Symptomatically, chest pain was the most commonly reported complaint prior to death and was strongly associated with cardiovascular causes (p < 0.001), reinforcing its clinical importance as a warning sign in elderly individuals. Dyspnea and syncope were also notable precursors, yet nearly 28% had no known symptoms, highlighting the unpredictable and often silent nature of sudden death in the elderly. This diagnostic uncertainty further validates the utility of comprehensive autopsies in unexplained geriatric deaths.
Unnatural causes, though limited to just 2.2%, included poisoning. Toxicological analysis revealed the presence of alcohol was found in 21.1% of cases, while poisoning with substances like organophosphates and Almuminium phosphide were rare but significant. Importantly, no substances were detected in 76.7% of the cases, ruling out exogenous toxicity in the majority of sudden deaths.

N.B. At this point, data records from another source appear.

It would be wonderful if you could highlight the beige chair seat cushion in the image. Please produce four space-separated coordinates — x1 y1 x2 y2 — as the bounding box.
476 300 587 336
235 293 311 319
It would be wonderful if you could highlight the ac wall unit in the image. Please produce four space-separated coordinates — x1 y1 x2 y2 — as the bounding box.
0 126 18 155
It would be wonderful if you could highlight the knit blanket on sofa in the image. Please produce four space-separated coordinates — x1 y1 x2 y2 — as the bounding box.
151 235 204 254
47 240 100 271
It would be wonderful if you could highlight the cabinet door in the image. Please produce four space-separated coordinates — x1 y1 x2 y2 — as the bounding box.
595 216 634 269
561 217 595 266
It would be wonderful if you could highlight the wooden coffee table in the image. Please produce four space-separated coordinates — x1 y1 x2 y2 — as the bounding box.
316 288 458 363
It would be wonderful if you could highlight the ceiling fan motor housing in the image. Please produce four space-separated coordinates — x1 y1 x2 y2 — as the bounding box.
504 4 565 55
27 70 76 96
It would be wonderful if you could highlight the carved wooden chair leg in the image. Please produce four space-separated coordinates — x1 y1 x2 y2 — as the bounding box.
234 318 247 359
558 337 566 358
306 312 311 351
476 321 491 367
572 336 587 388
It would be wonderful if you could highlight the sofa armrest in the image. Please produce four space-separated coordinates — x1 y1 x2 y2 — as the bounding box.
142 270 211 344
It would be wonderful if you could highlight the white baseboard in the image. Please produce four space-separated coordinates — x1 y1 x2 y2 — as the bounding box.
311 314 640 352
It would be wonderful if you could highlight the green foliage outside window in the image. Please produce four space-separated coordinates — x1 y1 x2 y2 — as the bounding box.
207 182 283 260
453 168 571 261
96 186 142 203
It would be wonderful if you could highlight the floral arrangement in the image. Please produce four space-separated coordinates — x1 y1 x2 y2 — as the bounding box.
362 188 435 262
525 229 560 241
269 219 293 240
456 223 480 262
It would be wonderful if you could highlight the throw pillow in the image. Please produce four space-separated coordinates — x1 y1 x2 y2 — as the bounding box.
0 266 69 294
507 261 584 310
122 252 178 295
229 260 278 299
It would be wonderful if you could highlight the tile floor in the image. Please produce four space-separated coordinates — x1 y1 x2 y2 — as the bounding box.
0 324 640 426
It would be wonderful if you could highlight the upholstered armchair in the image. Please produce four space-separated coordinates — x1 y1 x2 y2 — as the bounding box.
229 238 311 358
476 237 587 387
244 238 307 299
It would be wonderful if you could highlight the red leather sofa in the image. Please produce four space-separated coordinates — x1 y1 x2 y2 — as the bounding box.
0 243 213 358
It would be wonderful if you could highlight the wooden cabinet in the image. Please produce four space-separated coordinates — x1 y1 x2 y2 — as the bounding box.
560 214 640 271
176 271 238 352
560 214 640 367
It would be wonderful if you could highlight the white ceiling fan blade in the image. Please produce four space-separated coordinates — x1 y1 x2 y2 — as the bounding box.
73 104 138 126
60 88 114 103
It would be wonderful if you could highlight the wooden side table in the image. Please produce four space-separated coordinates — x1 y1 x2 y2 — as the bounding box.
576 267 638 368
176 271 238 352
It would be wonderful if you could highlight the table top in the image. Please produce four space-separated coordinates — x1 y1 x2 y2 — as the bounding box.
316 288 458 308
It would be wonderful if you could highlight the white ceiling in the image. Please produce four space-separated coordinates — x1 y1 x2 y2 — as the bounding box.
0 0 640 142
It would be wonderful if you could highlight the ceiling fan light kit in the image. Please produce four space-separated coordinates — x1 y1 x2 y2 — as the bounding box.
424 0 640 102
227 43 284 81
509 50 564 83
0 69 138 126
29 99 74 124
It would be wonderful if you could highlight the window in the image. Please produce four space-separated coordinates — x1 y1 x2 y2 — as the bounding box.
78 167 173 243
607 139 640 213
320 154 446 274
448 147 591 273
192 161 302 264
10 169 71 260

From a statistical standpoint, this study revealed meaningful associations between variables such as sex, age, location and reported symptoms with specific causes of death. These associations can help guide risk stratification and targeted prevention strategies, such as focused cardiovascular monitoring in males and younger elderly individuals, heightened awareness of CNS events in the oldest old and improved respiratory care in hospital settings.
In conclusion, our study underscores that cardiovascular diseases remain the predominant cause of sudden death in elderly individuals, followed by respiratory and CNS causes. A significant portion of these deaths occur without prior symptoms or medical attention, often in home settings. The findings reinforce the indispensable value of medicolegal autopsies in determining cause of death and call for proactive, multidisciplinary approaches in geriatric healthcare-spanning medical, social and forensic domains. Future research with larger multicenter cohorts and integration of clinical, biochemical and genetic data could further illuminate the underlying pathophysiological mechanisms and enhance preventive strategies for sudden death in the aging population.